Random Forest Training

from gbmframework.models import train_random_forest

result = train_random_forest(
    X_train, y_train, X_test, y_test,
    hyperopt_space=None,     # Custom hyperopt search space
    max_evals=50,            # Number of hyperopt evaluations
    handle_imbalance=False,  # Whether to handle class imbalance
    class_weight=None,       # Custom class weights or 'balanced'
    random_state=42,         # Random seed
    optimizer=None           # SystemOptimizer instance
)

Return Value Format

All training functions return a dictionary with:

  • model: The trained model object
  • best_params: Dictionary of optimal parameters found
  • best_score: AUC score on the test set
  • trials: Hyperopt trials object containing evaluation history
  • algorithm: String identifying the algorithm type

Model Evaluation

from gbmframework.evaluation import evaluate_classification_model

evaluation = evaluate_classification_model(
    model,               # Trained model object
    X_test,              # Test features
    y_test,              # True test labels
    threshold=0.5,       # Decision threshold for binary classification
    figsize=(12, 10),    # Figure size for plots (width, height in inches)
    plot=True            # Whether to generate plots
)

Returns a dictionary containing:

  • accuracy, recall, f1_score, auc: Performance metrics
  • confusion_matrix: Confusion matrix as numpy array
  • classification_report: Detailed classification metrics
  • y_pred: Binary predictions
  • y_pred_proba: Probability predictions
  • figure: Matplotlib figure with visualizations (if plot=True)

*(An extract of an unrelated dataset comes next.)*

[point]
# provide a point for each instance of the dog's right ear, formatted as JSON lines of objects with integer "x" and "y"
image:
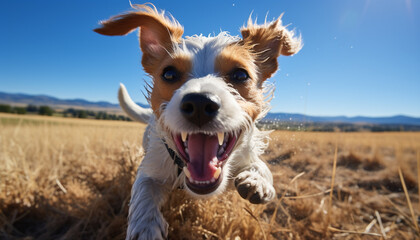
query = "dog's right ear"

Understanding SHAP Values for Model Interpretation

SHAP (SHapley Additive exPlanations) values provide a powerful approach to model interpretation that overcomes many limitations of traditional feature importance metrics.

What Are SHAP Values?

SHAP values, introduced by Lundberg and Lee in their 2017 paper "A Unified Approach to Interpreting Model Predictions" (NeurIPS, December 2017), are based on game theory's Shapley values, a method for assigning credit among multiple players in a cooperative game. In machine learning, SHAP values attribute the prediction outcome among features, calculating each feature's contribution to the difference between the actual prediction and the average prediction.

Key Benefits of SHAP Over Traditional Feature Importance Metrics

1. Consistency and Mathematical Foundation

Unlike variable importance metrics like Gini impurity (used in tree-based models), SHAP values have a solid mathematical foundation with three important properties:

  • Local accuracy: SHAP values sum to the difference between the model prediction and average prediction
  • Missingness: Features with no marginal effect receive zero attribution
  • Consistency: If a model changes so that a feature's contribution increases, its SHAP value increases

2. Global and Local Explanations

SHAP uniquely provides both:

  • Global importance: Overall impact of features across all predictions
  • Local importance: Impact of features on individual predictions

3. Directional Information

Unlike Gini impurity or permutation importance, SHAP values indicate:

  • The direction of feature impact (positive or negative)
  • The magnitude of each feature's influence

Comparing SHAP to Gini Impurity and Entropy

AspectSHAP ValuesGini Impurity / Entropy
FoundationGame theory (Shapley values)Information theory
DirectionShows positive/negative impactDirection-agnostic (only magnitude)
ScopeBoth global and local explanationsOnly global importance
ConsistencyConsistent across modelsMay be inconsistent across models
Computational CostHigher (especially for non-tree models)Lower
InteractionsAccounts for feature interactionsMay miss complex interactions
InterpretabilityDirect link to model outputIndirect (measures node impurity)

Interpreting SHAP Values

Proportional Interpretation

Yes, SHAP values are proportional and have a direct mathematical interpretation:

  • A SHAP value of 2 is exactly twice as impactful as a SHAP value of 1
  • SHAP values are in the same units as the model output
  • For classification with logit output, SHAP values represent log-odds contributions

Example Interpretation

For a model predicting loan default probability:

  • Base value: 10% (average prediction across all samples)
  • SHAP values: Income = -5%, Credit score = -3%, Loan amount = +2%
  • Final prediction: 10% - 5% - 3% + 2% = 4%

This means income reduced default probability by 5 percentage points, credit score reduced it by 3 points, and loan amount increased it by 2 points.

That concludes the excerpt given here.